An SPS "Pre-Pre-Proposal": Implement a "Botting License" to measure and manage proliferation of botted accounts

in voilk •  2 months ago

    From the Tome of Chaos:

    Praetoria has a problem. The first few animated robotic battle mages were useful - they scared away the screeching vultures and harpies, and the Harvesters and Sunkai could finally work the fields. Plus, they made useful battle practice for aspiring young battle mages, on their road to glory.

    But over time, they started to increase. We now see swarms of robotic battle mages. These automatons are everywhere. They utter metallic cries of "VONAK!" at all hours of the day or night - caring not if they win or lose, but only to bring harvest the power of the Splintershards for their their hidden masters.

    The League of Vericho has determined that these mechanical mages have become too numerous to abolish - the only way to control these automatons is to start a registry.

    VONAK!   -- Generated with AI

    Executive Summary:

    Botting in Splinterlands is a messy topic. However, most players and investors agree that there are too many active bots, and their ability to operate in perpetuity, with minimal capital, allows an outsize impact on the economy and the playerbase.

    REALITY CHECK:
    Most web games don't allow botting at all. Here in Splinterlands, we allow it. This is a privilege that any account owner has, and this privilege has value - to earn "playing rewards" without committing time.

    So if I bot, it EARNS something for ME, but I acknowledge it also TAKES from the COMMUNITY.

    This proposal intends to give the community better transparency into automated battle activity, and also to give the DAO more control on the ability for large scale "bot farming" to create negative impacts on the ecosystem, at what is expected to be a very minimal development cost.
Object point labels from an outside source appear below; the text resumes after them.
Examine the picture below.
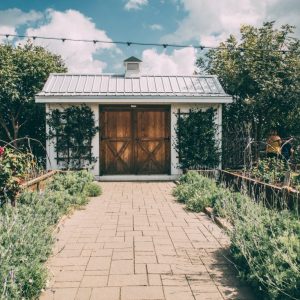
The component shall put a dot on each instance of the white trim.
(133, 99)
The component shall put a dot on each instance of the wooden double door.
(134, 140)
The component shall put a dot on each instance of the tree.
(265, 84)
(23, 72)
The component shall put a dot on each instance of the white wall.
(175, 170)
(50, 145)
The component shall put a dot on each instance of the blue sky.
(206, 22)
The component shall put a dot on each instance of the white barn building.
(137, 115)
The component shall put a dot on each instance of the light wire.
(164, 45)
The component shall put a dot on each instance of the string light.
(201, 47)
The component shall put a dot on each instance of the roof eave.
(133, 99)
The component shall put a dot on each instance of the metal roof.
(105, 86)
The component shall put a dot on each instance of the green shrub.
(270, 170)
(265, 246)
(14, 166)
(190, 177)
(224, 199)
(190, 184)
(26, 233)
(73, 181)
(200, 200)
(93, 189)
(265, 243)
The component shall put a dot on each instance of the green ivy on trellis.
(72, 131)
(196, 142)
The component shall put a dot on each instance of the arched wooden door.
(134, 140)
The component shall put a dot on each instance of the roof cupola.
(132, 67)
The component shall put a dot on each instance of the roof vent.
(132, 67)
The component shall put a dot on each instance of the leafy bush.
(265, 244)
(26, 233)
(93, 189)
(270, 170)
(225, 199)
(196, 142)
(295, 181)
(190, 186)
(74, 182)
(72, 131)
(14, 166)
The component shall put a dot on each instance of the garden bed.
(272, 195)
(26, 230)
(265, 243)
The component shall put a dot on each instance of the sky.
(189, 22)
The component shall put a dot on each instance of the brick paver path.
(136, 242)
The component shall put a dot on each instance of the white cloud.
(135, 4)
(155, 27)
(178, 62)
(79, 56)
(11, 19)
(212, 21)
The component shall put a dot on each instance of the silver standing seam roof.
(103, 85)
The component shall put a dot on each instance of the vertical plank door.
(152, 141)
(135, 140)
(116, 156)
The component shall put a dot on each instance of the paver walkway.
(136, 242)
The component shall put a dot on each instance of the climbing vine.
(196, 142)
(72, 131)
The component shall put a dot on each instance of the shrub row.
(26, 232)
(265, 243)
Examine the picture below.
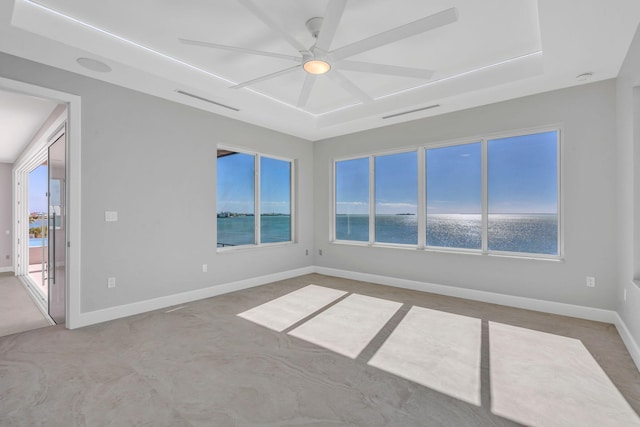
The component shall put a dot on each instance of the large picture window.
(251, 186)
(396, 193)
(523, 194)
(352, 200)
(497, 195)
(454, 196)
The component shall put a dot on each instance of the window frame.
(257, 199)
(422, 196)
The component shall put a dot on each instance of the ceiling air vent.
(411, 111)
(206, 100)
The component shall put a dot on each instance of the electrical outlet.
(110, 216)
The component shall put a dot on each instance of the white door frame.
(73, 103)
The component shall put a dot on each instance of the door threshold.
(37, 298)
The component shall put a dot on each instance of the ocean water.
(239, 230)
(530, 233)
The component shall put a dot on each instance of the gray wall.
(154, 162)
(628, 219)
(587, 114)
(6, 214)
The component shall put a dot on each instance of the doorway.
(42, 209)
(64, 188)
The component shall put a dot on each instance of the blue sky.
(38, 189)
(236, 184)
(522, 178)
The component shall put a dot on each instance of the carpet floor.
(18, 312)
(338, 353)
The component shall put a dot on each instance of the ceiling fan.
(319, 60)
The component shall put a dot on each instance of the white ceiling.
(21, 117)
(496, 50)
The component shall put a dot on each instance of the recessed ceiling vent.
(411, 111)
(181, 92)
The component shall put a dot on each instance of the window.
(251, 186)
(396, 193)
(523, 194)
(454, 196)
(491, 196)
(352, 200)
(275, 200)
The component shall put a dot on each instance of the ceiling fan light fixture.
(316, 66)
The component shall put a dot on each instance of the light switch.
(110, 216)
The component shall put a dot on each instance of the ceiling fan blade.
(239, 49)
(349, 86)
(266, 77)
(392, 70)
(309, 81)
(330, 22)
(404, 31)
(273, 25)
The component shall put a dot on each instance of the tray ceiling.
(495, 50)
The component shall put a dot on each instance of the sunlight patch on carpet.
(283, 312)
(437, 350)
(349, 326)
(541, 379)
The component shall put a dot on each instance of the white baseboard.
(628, 340)
(589, 313)
(98, 316)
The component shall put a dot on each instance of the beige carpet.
(542, 379)
(18, 312)
(204, 365)
(436, 349)
(289, 309)
(349, 326)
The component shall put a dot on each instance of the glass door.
(57, 230)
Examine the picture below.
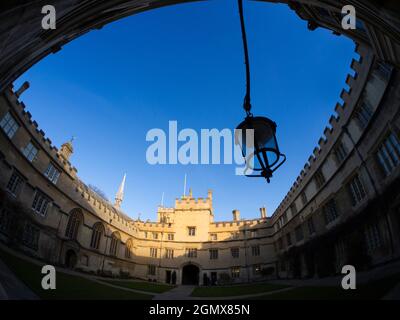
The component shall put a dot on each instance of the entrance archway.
(71, 259)
(190, 275)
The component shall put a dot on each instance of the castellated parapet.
(343, 112)
(37, 134)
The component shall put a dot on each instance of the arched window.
(75, 219)
(115, 239)
(128, 249)
(97, 233)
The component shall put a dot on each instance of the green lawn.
(235, 290)
(68, 286)
(141, 285)
(371, 291)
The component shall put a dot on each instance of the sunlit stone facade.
(343, 207)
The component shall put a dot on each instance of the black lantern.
(256, 135)
(257, 140)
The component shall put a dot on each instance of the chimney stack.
(263, 212)
(22, 89)
(236, 215)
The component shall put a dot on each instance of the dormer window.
(191, 231)
(30, 152)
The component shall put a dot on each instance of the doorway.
(190, 275)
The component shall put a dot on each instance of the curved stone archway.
(190, 274)
(23, 42)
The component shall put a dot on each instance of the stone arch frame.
(114, 243)
(193, 264)
(75, 220)
(30, 43)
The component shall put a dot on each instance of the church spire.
(120, 194)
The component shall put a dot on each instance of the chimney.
(263, 212)
(24, 87)
(236, 215)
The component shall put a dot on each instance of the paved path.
(184, 292)
(178, 293)
(11, 288)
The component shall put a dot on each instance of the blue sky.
(185, 63)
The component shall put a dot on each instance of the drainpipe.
(363, 163)
(245, 253)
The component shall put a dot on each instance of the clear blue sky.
(185, 63)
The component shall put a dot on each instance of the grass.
(141, 285)
(67, 286)
(373, 290)
(235, 290)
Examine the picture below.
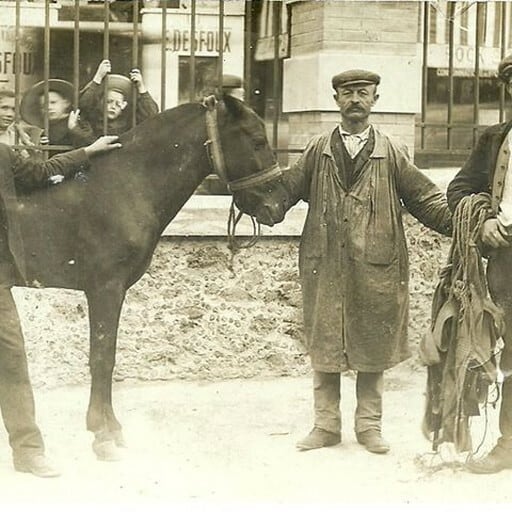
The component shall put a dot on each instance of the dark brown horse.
(99, 236)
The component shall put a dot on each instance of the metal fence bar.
(76, 55)
(17, 36)
(424, 72)
(220, 63)
(248, 48)
(163, 57)
(276, 24)
(46, 70)
(503, 46)
(476, 78)
(192, 61)
(451, 22)
(106, 50)
(135, 57)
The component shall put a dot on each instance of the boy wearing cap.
(489, 169)
(65, 128)
(12, 133)
(353, 258)
(119, 95)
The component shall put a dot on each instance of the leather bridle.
(216, 155)
(217, 161)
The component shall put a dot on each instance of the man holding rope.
(489, 169)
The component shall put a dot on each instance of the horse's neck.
(158, 171)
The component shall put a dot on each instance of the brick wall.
(355, 34)
(362, 27)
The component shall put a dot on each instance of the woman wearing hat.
(119, 94)
(64, 126)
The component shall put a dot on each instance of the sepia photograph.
(253, 254)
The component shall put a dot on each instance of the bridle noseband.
(217, 161)
(216, 155)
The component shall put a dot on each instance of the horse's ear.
(210, 102)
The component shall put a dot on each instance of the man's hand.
(136, 78)
(493, 234)
(103, 69)
(103, 144)
(73, 118)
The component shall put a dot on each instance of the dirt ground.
(213, 390)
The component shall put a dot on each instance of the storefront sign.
(25, 61)
(206, 41)
(463, 57)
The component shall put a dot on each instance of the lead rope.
(233, 245)
(215, 155)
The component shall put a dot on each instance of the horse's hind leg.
(104, 312)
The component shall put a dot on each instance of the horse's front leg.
(104, 312)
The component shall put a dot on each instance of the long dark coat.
(477, 174)
(353, 254)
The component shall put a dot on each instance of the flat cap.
(505, 68)
(120, 83)
(30, 106)
(355, 76)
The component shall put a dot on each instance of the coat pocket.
(380, 246)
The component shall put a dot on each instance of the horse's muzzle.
(270, 214)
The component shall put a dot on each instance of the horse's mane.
(175, 117)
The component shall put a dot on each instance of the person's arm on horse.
(30, 173)
(146, 105)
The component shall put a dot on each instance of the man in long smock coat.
(353, 258)
(489, 169)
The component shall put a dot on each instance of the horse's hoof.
(119, 439)
(107, 451)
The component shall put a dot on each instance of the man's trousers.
(327, 394)
(16, 397)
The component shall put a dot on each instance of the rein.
(216, 157)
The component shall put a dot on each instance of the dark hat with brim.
(120, 83)
(505, 69)
(355, 76)
(231, 82)
(30, 106)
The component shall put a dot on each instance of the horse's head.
(242, 156)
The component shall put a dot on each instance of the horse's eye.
(259, 144)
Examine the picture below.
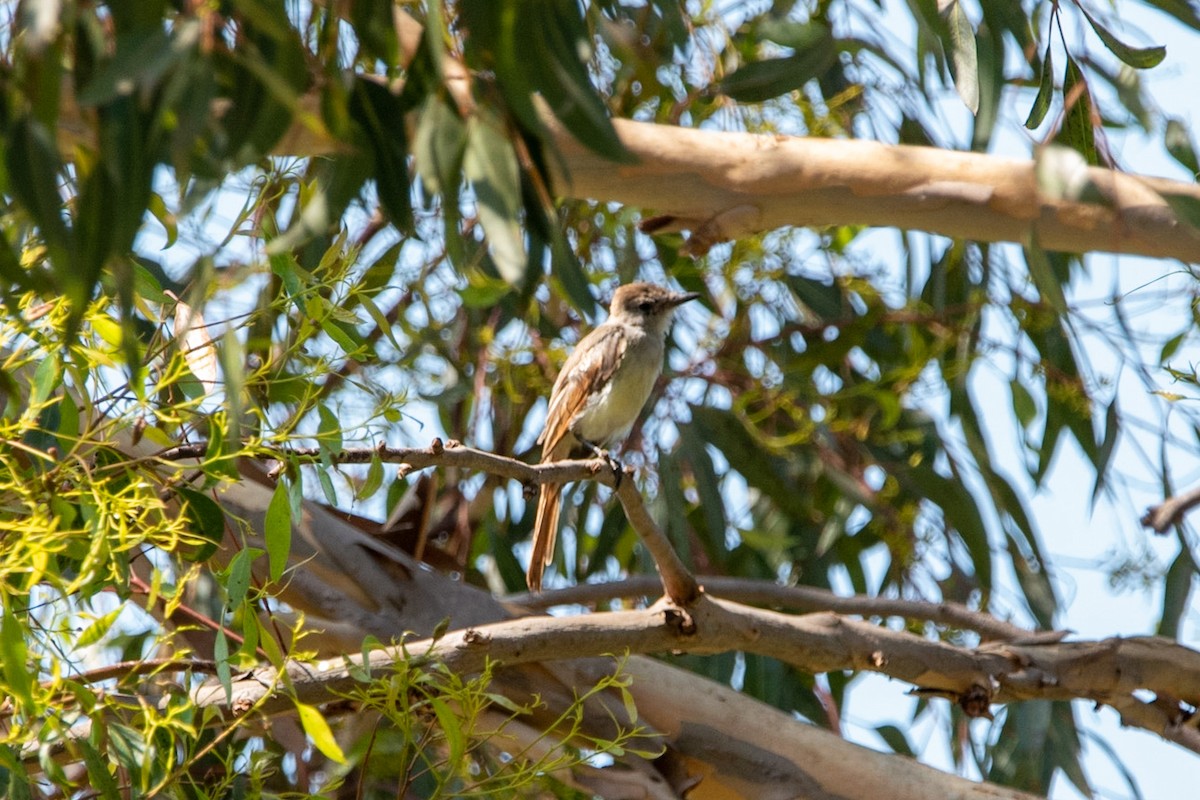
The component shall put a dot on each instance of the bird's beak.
(679, 299)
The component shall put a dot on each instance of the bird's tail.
(545, 530)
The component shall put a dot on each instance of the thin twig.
(678, 584)
(1171, 510)
(1109, 672)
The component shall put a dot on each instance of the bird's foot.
(617, 468)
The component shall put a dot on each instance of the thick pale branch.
(796, 599)
(677, 582)
(723, 185)
(1107, 672)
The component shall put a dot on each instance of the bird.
(599, 392)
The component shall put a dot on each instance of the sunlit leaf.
(1141, 58)
(762, 80)
(1045, 92)
(1078, 128)
(277, 530)
(491, 167)
(964, 55)
(315, 725)
(1179, 143)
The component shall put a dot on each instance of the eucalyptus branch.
(1108, 672)
(796, 599)
(1171, 510)
(677, 582)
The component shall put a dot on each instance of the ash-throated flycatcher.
(599, 394)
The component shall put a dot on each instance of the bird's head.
(647, 304)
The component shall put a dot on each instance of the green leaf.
(208, 522)
(1179, 143)
(895, 739)
(99, 776)
(47, 378)
(1140, 58)
(141, 60)
(96, 631)
(238, 582)
(1104, 455)
(372, 481)
(1045, 91)
(277, 530)
(1078, 131)
(1176, 593)
(823, 300)
(439, 144)
(491, 167)
(382, 118)
(964, 56)
(16, 659)
(555, 42)
(1186, 208)
(315, 725)
(761, 80)
(33, 162)
(221, 656)
(327, 486)
(329, 429)
(708, 487)
(960, 511)
(451, 728)
(1182, 10)
(1024, 407)
(1044, 278)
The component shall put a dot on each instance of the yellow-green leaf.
(318, 729)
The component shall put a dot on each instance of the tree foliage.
(245, 230)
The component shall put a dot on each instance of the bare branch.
(1171, 510)
(677, 582)
(796, 599)
(1107, 672)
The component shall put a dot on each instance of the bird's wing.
(591, 366)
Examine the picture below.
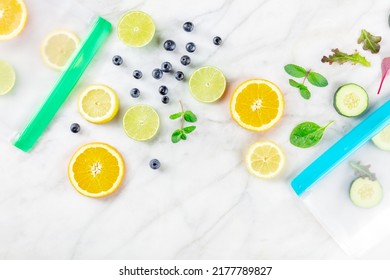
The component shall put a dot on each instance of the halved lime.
(136, 29)
(7, 77)
(207, 84)
(141, 122)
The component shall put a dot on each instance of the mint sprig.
(182, 132)
(314, 78)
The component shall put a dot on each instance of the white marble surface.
(202, 203)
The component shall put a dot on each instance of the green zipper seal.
(69, 78)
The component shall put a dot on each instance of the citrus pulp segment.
(96, 170)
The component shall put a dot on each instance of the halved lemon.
(136, 29)
(96, 170)
(58, 47)
(207, 84)
(141, 122)
(257, 105)
(13, 17)
(98, 104)
(7, 77)
(265, 159)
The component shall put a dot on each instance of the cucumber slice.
(351, 100)
(382, 139)
(366, 193)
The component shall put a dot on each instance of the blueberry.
(163, 90)
(117, 60)
(185, 60)
(135, 93)
(137, 74)
(166, 67)
(179, 76)
(155, 164)
(217, 40)
(169, 45)
(157, 73)
(75, 128)
(188, 26)
(190, 47)
(165, 99)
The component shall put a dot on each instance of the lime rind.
(207, 84)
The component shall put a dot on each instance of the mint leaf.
(370, 42)
(189, 129)
(305, 93)
(307, 134)
(176, 136)
(190, 117)
(176, 116)
(317, 79)
(294, 83)
(295, 70)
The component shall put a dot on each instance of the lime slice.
(207, 84)
(98, 104)
(7, 77)
(141, 122)
(58, 47)
(136, 29)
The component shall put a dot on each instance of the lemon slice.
(136, 29)
(13, 17)
(141, 122)
(96, 170)
(58, 47)
(207, 84)
(265, 159)
(98, 104)
(7, 77)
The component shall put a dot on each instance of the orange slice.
(13, 17)
(96, 170)
(257, 105)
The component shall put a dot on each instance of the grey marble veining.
(202, 204)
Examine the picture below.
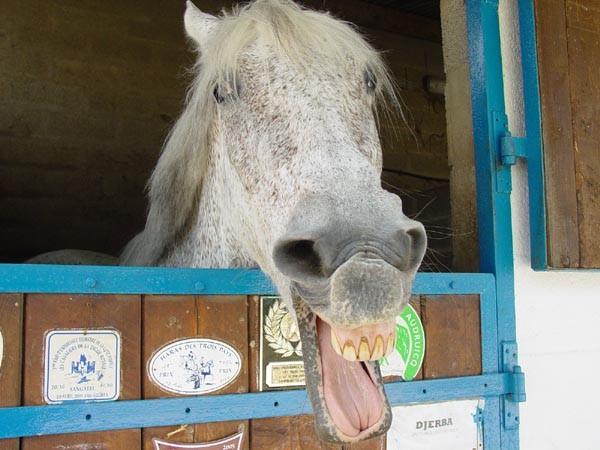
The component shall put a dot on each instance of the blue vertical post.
(493, 182)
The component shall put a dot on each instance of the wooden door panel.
(49, 312)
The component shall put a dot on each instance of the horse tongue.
(352, 398)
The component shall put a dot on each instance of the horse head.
(279, 140)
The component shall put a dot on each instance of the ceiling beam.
(378, 17)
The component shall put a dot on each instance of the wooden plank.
(225, 319)
(583, 29)
(47, 312)
(11, 323)
(557, 122)
(452, 332)
(165, 319)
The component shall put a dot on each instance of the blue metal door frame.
(501, 383)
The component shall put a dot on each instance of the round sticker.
(407, 358)
(194, 366)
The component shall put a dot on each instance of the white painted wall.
(558, 314)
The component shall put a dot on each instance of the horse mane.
(304, 37)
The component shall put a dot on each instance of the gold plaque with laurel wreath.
(281, 365)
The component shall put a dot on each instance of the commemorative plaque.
(281, 364)
(229, 443)
(82, 364)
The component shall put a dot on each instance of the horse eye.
(370, 80)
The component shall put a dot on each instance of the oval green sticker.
(407, 358)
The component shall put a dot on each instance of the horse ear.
(198, 25)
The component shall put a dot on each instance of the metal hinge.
(516, 386)
(508, 149)
(512, 148)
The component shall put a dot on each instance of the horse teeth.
(377, 348)
(390, 344)
(335, 344)
(349, 352)
(364, 352)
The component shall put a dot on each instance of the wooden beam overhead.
(379, 17)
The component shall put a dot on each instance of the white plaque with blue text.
(82, 365)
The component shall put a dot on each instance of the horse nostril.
(298, 259)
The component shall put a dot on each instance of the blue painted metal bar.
(34, 278)
(84, 417)
(533, 126)
(493, 185)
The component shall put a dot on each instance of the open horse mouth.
(343, 377)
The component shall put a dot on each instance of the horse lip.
(367, 250)
(326, 429)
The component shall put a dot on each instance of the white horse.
(275, 162)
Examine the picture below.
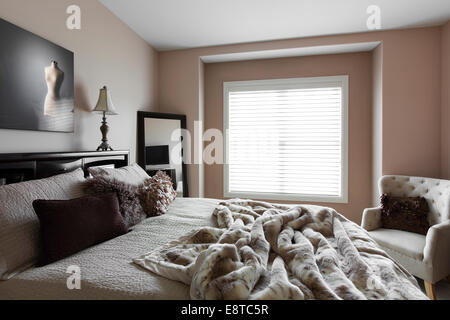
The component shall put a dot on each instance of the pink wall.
(377, 121)
(107, 52)
(445, 100)
(411, 85)
(359, 68)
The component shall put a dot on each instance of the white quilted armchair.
(426, 257)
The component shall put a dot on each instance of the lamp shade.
(104, 103)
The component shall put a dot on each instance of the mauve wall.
(445, 100)
(410, 62)
(108, 53)
(359, 68)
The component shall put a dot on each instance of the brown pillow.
(157, 194)
(407, 214)
(69, 226)
(128, 195)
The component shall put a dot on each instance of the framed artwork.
(36, 82)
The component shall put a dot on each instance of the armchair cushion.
(371, 219)
(406, 243)
(405, 213)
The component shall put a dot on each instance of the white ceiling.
(176, 24)
(292, 52)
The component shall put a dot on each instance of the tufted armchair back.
(436, 191)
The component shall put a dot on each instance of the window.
(286, 139)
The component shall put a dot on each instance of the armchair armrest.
(371, 219)
(437, 249)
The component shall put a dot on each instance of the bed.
(107, 269)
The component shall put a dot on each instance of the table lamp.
(105, 105)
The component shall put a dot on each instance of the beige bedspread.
(107, 271)
(265, 251)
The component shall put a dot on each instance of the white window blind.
(286, 139)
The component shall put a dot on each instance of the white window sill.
(286, 196)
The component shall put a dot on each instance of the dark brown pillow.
(157, 194)
(128, 195)
(69, 226)
(407, 214)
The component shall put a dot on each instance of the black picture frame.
(37, 82)
(141, 116)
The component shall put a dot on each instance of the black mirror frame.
(141, 115)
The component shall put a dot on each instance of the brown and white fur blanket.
(267, 251)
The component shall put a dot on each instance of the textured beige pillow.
(132, 174)
(19, 225)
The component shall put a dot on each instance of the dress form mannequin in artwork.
(54, 78)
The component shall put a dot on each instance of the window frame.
(289, 83)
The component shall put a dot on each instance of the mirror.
(160, 147)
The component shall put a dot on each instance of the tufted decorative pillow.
(128, 195)
(19, 225)
(157, 194)
(403, 213)
(132, 174)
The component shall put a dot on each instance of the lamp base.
(104, 147)
(104, 129)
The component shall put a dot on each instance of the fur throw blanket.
(266, 251)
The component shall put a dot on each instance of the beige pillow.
(132, 174)
(19, 225)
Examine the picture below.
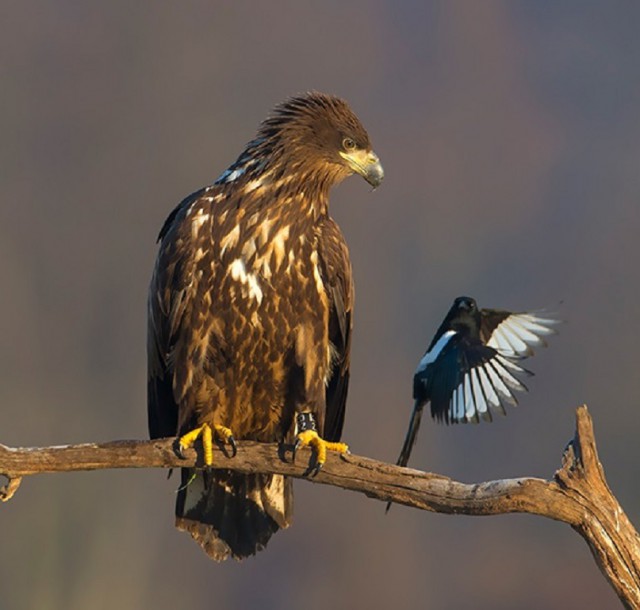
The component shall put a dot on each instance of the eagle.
(250, 317)
(472, 365)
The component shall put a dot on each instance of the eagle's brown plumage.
(250, 312)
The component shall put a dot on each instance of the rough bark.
(577, 495)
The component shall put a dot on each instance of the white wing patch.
(249, 281)
(485, 387)
(517, 334)
(434, 352)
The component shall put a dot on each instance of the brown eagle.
(250, 317)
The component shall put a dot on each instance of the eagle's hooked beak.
(365, 163)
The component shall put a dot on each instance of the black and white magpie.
(471, 366)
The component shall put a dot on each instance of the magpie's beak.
(367, 164)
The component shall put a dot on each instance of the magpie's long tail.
(410, 439)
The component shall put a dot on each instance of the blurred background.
(510, 137)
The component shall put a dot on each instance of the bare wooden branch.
(577, 495)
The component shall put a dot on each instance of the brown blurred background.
(510, 137)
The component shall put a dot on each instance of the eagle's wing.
(336, 272)
(170, 294)
(515, 335)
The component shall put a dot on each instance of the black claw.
(234, 447)
(177, 447)
(296, 446)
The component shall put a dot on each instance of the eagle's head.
(319, 134)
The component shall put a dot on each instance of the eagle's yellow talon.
(310, 438)
(205, 432)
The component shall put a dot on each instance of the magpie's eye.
(348, 144)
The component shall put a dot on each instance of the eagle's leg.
(308, 436)
(206, 434)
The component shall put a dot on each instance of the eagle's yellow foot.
(206, 433)
(308, 437)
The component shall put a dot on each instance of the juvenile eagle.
(250, 316)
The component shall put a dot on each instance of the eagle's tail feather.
(231, 514)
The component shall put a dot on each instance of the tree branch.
(578, 494)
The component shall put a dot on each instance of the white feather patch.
(434, 352)
(519, 332)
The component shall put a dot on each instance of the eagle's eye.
(348, 144)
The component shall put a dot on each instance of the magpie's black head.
(465, 304)
(465, 316)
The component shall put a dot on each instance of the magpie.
(472, 364)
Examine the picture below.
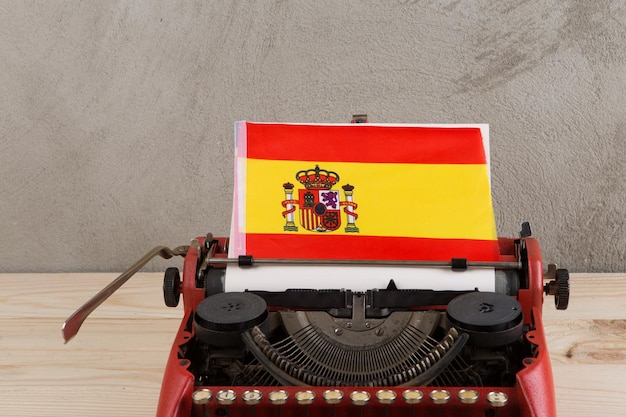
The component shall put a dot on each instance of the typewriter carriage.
(510, 376)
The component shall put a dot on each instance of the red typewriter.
(394, 351)
(391, 352)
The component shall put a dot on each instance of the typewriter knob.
(558, 286)
(171, 287)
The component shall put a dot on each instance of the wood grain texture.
(115, 364)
    There are two goals to this proposal:

    1. Better Data for Better Decisions: Give Splinterlands and the community better data on botted activity, to make better decisions
    2. Alignment of Rewards vs Participation: Create an economic hurdle, specifically applicable to accounts using automated battle bots, to reduce the ability to operate in perpetuity with minimal capital or player engagement.

    Phase 1:

    • Non-transferrable Battle Automation Licenses are to be sold by the DAO for players that want to use a bot to play their account. Cost should be low but recurring.
    • Battle Automation services (public or private) are required to add an Automation field to each battle submitted, True or false and optionally the name of the service used recorded on the battle chain.
    • Update to Terms of Service - no changes to where you are allowed to bot, but botting > needs a licence, and needs to identify their battles where they are submitted using a bot.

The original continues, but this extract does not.